Alexander Von Humboldt (portrait par Joseph Karl Stieler) - photo libre de droits

et François-René de Chateaubriand, qui en avait eu connaissance, en parle dans le Mémoires d’Outre-Tombe[4]. L’archéologue norvégien Anton Wilhelm Brøgger (1884-1951) cita cette découverte en exemple lors de son discours d’ouverture du 2ème Congrès International d’Archéologie (1936) dans lequel il défendit l’hypothèse d’expéditions lointaines réalisées déjà à l’âge du Bronze.

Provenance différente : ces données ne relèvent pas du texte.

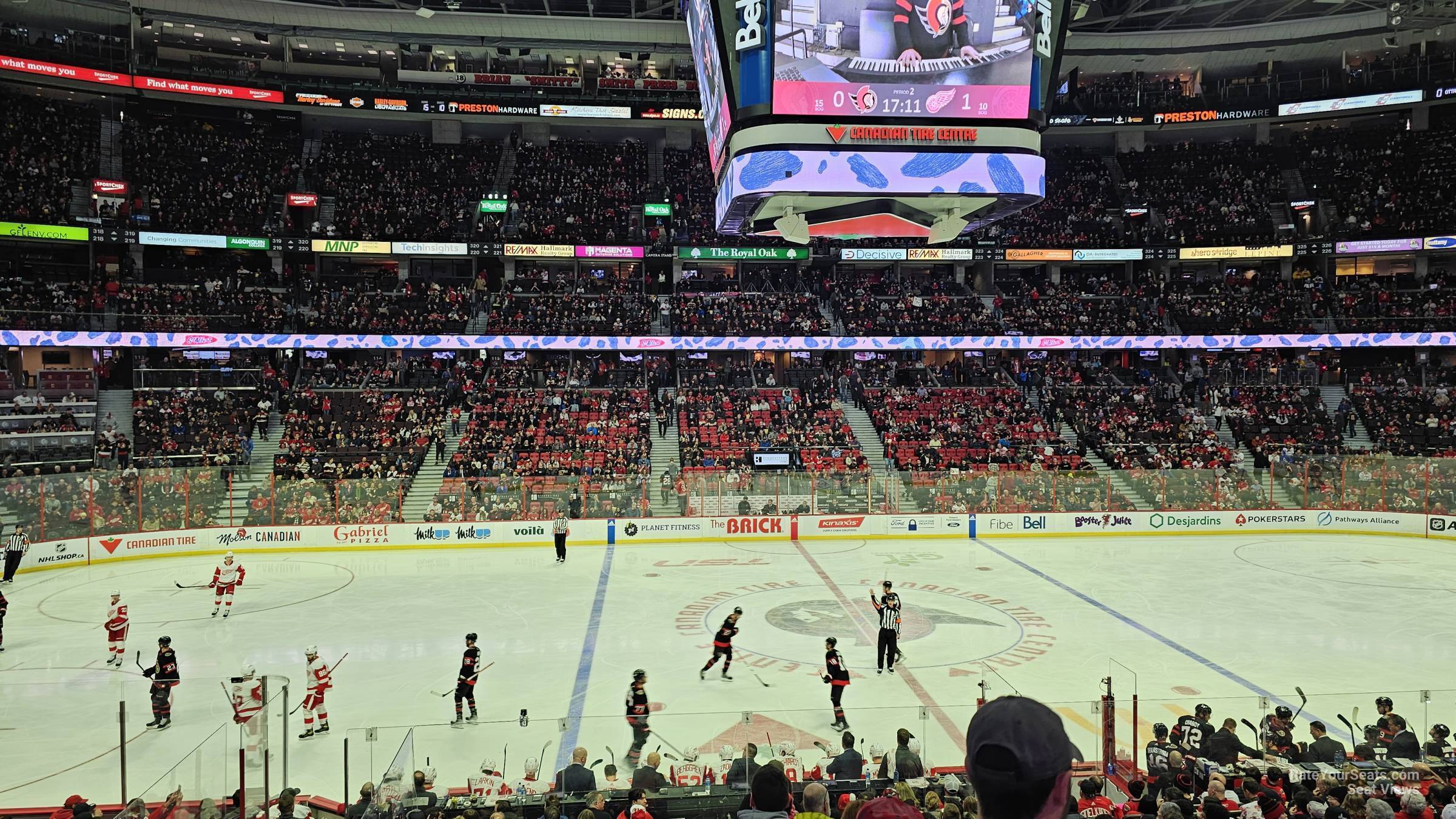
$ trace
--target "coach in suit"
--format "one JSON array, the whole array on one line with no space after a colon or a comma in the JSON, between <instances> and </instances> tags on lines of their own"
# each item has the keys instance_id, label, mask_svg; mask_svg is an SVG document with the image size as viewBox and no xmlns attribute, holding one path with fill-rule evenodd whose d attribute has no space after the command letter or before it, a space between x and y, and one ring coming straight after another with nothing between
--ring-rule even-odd
<instances>
[{"instance_id":1,"label":"coach in suit","mask_svg":"<svg viewBox=\"0 0 1456 819\"><path fill-rule=\"evenodd\" d=\"M1309 736L1313 736L1315 740L1310 742L1309 748L1305 751L1306 762L1324 762L1326 765L1334 765L1335 756L1345 752L1342 742L1325 733L1325 723L1316 720L1309 723Z\"/></svg>"},{"instance_id":2,"label":"coach in suit","mask_svg":"<svg viewBox=\"0 0 1456 819\"><path fill-rule=\"evenodd\" d=\"M597 790L597 774L587 767L587 749L571 749L571 765L556 771L556 793L587 793Z\"/></svg>"}]
</instances>

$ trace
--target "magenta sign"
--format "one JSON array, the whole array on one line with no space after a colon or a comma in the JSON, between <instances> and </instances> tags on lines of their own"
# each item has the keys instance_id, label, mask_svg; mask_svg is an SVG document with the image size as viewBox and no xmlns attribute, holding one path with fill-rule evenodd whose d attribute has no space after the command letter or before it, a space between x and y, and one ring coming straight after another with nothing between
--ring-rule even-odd
<instances>
[{"instance_id":1,"label":"magenta sign","mask_svg":"<svg viewBox=\"0 0 1456 819\"><path fill-rule=\"evenodd\" d=\"M1392 250L1420 250L1420 239L1366 239L1361 241L1337 241L1335 253L1389 253Z\"/></svg>"},{"instance_id":2,"label":"magenta sign","mask_svg":"<svg viewBox=\"0 0 1456 819\"><path fill-rule=\"evenodd\" d=\"M642 247L630 244L578 244L578 259L641 259Z\"/></svg>"}]
</instances>

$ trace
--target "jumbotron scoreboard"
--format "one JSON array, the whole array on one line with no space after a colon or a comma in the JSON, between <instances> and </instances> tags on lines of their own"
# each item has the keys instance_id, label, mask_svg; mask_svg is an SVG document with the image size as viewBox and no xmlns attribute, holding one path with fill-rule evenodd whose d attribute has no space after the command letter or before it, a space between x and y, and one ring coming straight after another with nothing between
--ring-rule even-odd
<instances>
[{"instance_id":1,"label":"jumbotron scoreboard","mask_svg":"<svg viewBox=\"0 0 1456 819\"><path fill-rule=\"evenodd\" d=\"M721 233L948 241L1045 193L1067 0L683 0Z\"/></svg>"}]
</instances>

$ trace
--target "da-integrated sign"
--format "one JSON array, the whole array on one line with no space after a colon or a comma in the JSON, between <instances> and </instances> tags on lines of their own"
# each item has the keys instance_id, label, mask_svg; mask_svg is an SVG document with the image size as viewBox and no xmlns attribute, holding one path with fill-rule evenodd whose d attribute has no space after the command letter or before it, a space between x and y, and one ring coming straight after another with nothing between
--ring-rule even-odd
<instances>
[{"instance_id":1,"label":"da-integrated sign","mask_svg":"<svg viewBox=\"0 0 1456 819\"><path fill-rule=\"evenodd\" d=\"M839 257L843 262L903 262L904 247L840 247Z\"/></svg>"},{"instance_id":2,"label":"da-integrated sign","mask_svg":"<svg viewBox=\"0 0 1456 819\"><path fill-rule=\"evenodd\" d=\"M358 241L354 239L314 239L314 253L390 253L389 241Z\"/></svg>"},{"instance_id":3,"label":"da-integrated sign","mask_svg":"<svg viewBox=\"0 0 1456 819\"><path fill-rule=\"evenodd\" d=\"M678 247L677 257L684 260L794 260L808 259L808 247Z\"/></svg>"},{"instance_id":4,"label":"da-integrated sign","mask_svg":"<svg viewBox=\"0 0 1456 819\"><path fill-rule=\"evenodd\" d=\"M227 247L226 236L207 233L156 233L143 230L137 234L141 244L160 244L162 247Z\"/></svg>"},{"instance_id":5,"label":"da-integrated sign","mask_svg":"<svg viewBox=\"0 0 1456 819\"><path fill-rule=\"evenodd\" d=\"M261 236L229 236L229 250L272 250L272 241Z\"/></svg>"},{"instance_id":6,"label":"da-integrated sign","mask_svg":"<svg viewBox=\"0 0 1456 819\"><path fill-rule=\"evenodd\" d=\"M0 236L17 239L60 239L64 241L86 241L89 227L67 227L63 224L31 224L23 221L0 221Z\"/></svg>"},{"instance_id":7,"label":"da-integrated sign","mask_svg":"<svg viewBox=\"0 0 1456 819\"><path fill-rule=\"evenodd\" d=\"M1142 262L1142 247L1101 247L1092 250L1073 250L1073 262Z\"/></svg>"}]
</instances>

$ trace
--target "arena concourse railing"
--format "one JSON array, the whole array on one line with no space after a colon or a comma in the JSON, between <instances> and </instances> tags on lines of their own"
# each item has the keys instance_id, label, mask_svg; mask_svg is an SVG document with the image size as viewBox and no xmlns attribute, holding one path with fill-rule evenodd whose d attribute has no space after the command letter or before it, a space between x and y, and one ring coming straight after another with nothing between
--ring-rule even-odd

La thèse de l’authenticité, non des pièces elles-mêmes mais de leur découverte à Corvo, a cependant été remise en cause par Pierre et Patricia Bikai, deux archéologues spécialistes du Moyen-Orient ont suggéré qu’il aurait pu y avoir une confusion sur l’origine géographique des monnaies. Selon eux, elles auraient été trouvé dans un village nommé Corvo, nom assez commun au Portugal, et nom sur l’île de Corvo aux Açores. Cette dernière assertion, si elle était confirmée, nous paraît plus que légère car, même si nous comprenons bien qu’elle permet de balayer facilement toutes les questions posées aux archéologues par une découverte, même fortuite et sans lendemain, des Açores par une expédition carthaginoise, elle fait bien peu de cas de la respectabilité de Podolyn, reconnu comme un éminent numismate, et encore plus du Père Florez, célèbre à son époque comme historien, qui était également traducteur, géographe, chronologiste, épigraphiste, numismate, paléographe, bibliographe et archéologue du Siècle des Lumières. Grand connaisseur de l’histoire de son pays, et du Portugal, c’est lui faire injure que d’imaginer qu’il aurait pu confondre un quelconque Corvo avec l’île de Corvo aux Açores !   


Nous avons comparé ces pièces avec des monnaies phéniciennes publiées dans l'ouvrage "Les Phéniciens" dirigé par Sabatino Moscati (Milan, Bompiani, 1988). les dessins reproduits dans le livre d'Agostinho sont en tout point identiques à ces dernières : 
      
   Monnaie d'or avec au droit tête de Coré et au revers cheval debout (Emission de Carthage, Tunisie, 350-320 av. J.-C.)
Monnaie d'or avec au droit tête de Coré et au revers cheval devant un palmier  (Carthage, Tunisie, milieu IVe-début IIIe s. av. J.-C.)


Pour le moment, le mystère reste entier et nous serions heureux de toute contribution de la part d’un de nos lecteurs qui pourrait l’éclairer.  





[2] Johan Frans Podolyn célèbre numismate suédois (né à Lisbonne en 1739, mort à Göteborg  en 1784
[3] In : Examen critique de l’histoire et de la géographie du Nouveau Continent, Paris, Libr. De Gide, 1857 [Google books]
[4] Livre V, p. 339 de l’éd. Garnier, 1910 [Wikisource].